A few years ago, a momentous discovery was made: the 1967 Charles W. Norton lectures of Jorge Luis Borges at Harvard University.   These lectures are a delight, especially “A Poet’s Creed.”  To listen to Borges is to feel for a brief moment what it is like to be someone who is  possessed by a timeless and immortal memory.  What makes a great scholar a wonder—and here I think about someone like Erich Auerbach or Carlo Ginsberg—is the fact that they seem to experience the past as if it were an eternal present.  But listening to the final lecture, it occurred to me how aware Borges was of his memory and the predicament of modern literature.
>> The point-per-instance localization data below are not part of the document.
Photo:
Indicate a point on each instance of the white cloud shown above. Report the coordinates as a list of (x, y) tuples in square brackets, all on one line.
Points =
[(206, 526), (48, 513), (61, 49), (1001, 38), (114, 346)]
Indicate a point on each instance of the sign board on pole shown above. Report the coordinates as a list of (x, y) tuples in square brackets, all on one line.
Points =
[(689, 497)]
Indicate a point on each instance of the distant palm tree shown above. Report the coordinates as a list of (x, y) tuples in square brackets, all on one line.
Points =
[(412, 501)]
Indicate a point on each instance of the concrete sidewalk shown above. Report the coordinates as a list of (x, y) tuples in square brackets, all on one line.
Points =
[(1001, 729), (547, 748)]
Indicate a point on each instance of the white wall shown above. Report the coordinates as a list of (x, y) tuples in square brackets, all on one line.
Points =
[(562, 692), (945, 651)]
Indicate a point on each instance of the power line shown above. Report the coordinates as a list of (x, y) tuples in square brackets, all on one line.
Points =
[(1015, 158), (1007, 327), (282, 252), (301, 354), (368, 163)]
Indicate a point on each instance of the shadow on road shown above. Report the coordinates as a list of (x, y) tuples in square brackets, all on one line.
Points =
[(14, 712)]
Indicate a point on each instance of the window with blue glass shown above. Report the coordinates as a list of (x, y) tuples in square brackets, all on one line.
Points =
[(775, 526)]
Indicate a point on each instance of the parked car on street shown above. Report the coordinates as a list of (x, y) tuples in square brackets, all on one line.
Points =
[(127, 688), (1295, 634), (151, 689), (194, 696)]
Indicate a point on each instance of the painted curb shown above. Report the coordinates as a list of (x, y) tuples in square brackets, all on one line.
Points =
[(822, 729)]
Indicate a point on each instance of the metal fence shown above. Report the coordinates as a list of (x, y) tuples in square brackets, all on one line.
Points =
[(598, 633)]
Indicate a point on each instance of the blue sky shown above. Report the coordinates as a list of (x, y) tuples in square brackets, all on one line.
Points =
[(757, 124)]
And I think that perhaps you are lead astray by one of the studies you value most, the study of the history of literature. I wonder—and I hope that this is not a blasphemy—I wonder if you are not too aware of history.  Because being aware of the history of literature—or of any other art for that matter—is really a form of unbelieving, a form of skepticism.
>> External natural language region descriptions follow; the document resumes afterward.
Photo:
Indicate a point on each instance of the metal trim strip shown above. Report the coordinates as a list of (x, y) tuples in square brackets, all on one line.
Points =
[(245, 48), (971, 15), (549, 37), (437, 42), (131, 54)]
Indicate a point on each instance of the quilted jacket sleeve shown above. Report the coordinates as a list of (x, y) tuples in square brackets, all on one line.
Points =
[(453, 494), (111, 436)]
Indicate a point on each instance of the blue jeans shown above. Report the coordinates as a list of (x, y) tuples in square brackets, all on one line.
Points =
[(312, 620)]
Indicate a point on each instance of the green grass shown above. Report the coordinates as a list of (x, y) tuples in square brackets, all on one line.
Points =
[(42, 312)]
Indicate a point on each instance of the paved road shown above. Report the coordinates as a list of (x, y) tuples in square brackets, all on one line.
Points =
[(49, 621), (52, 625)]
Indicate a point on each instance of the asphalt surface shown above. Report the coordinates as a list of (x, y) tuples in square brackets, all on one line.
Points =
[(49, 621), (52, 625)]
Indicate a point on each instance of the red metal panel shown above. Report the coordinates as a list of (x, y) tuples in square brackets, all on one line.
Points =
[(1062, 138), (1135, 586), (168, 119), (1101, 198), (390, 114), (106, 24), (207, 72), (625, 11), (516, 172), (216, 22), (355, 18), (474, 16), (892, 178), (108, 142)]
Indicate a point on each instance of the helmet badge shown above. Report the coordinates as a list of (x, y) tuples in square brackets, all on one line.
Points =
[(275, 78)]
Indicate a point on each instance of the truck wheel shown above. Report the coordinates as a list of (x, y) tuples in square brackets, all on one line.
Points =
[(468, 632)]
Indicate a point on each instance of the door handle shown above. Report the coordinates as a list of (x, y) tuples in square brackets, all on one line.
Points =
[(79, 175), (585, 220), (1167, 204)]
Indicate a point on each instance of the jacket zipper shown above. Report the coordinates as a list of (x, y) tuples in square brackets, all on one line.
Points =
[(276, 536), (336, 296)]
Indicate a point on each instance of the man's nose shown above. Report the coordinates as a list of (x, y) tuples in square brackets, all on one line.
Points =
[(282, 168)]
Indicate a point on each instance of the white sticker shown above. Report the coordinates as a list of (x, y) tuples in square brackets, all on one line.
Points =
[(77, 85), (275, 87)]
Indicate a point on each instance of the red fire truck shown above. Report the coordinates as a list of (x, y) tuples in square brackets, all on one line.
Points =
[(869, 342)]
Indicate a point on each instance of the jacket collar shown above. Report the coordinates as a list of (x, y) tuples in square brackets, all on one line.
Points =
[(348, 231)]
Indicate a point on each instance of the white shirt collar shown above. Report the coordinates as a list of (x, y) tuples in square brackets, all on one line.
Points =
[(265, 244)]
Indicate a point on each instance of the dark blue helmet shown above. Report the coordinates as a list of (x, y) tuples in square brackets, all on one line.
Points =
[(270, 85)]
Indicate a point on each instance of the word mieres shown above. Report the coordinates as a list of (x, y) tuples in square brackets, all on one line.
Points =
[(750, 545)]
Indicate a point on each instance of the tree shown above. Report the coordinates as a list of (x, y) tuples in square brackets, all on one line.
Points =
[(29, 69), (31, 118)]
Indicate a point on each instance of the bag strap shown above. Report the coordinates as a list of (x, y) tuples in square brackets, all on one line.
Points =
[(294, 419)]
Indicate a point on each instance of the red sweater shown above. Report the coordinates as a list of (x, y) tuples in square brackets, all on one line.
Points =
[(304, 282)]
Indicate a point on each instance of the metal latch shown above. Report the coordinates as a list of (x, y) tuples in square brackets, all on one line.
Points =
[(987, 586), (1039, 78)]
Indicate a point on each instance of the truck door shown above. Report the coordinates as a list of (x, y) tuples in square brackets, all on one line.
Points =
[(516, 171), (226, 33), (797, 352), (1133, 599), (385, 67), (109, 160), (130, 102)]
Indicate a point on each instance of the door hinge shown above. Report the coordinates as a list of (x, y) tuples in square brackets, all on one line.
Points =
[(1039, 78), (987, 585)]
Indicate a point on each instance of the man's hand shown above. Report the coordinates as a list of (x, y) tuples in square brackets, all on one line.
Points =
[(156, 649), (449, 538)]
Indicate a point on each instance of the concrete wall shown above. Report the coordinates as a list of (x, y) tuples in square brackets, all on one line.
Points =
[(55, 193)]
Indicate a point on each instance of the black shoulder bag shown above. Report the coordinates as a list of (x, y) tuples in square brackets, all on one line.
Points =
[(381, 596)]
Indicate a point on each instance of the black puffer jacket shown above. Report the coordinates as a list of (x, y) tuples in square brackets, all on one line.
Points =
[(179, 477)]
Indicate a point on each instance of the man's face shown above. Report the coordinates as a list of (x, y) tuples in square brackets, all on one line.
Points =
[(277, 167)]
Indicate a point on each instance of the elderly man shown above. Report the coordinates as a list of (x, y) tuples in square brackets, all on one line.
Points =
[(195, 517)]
Today it is easy to discover thousands of years of writing in languages that are no longer spoken, in books whose last checkout date was fifty years ago, in writers who were once famous and now utterly unknown. We are indebted to those scholars who rescued a Blake or Guamán Poma from succumbing to the deep sea of forgetting.  And we must be respectful of those writers who are even now fading from the minds of the current generation; to delight in William Cowper is to whisper the words “Exit Ghost;” to be passionate about Charles Brockton Brown is to wave a ship sinking inevitably below the horizon.

I am no scholar and my memory has never been very good.   But I am modern and being modern means to live—even without being fully conscious of it—in the knowledge of all that has come before me.  To be modern is to know your place and it can be the cause of a great deal of creative paralysis.  Thinking about writing a love poem? Rilke will tell you, it is very hard to compete on that subject with Keats or Yeats, or Rilke himself.  Better you write about what you know.  Or I should say, better to write about what has not been written about yet.  If such a thing should indeed exist.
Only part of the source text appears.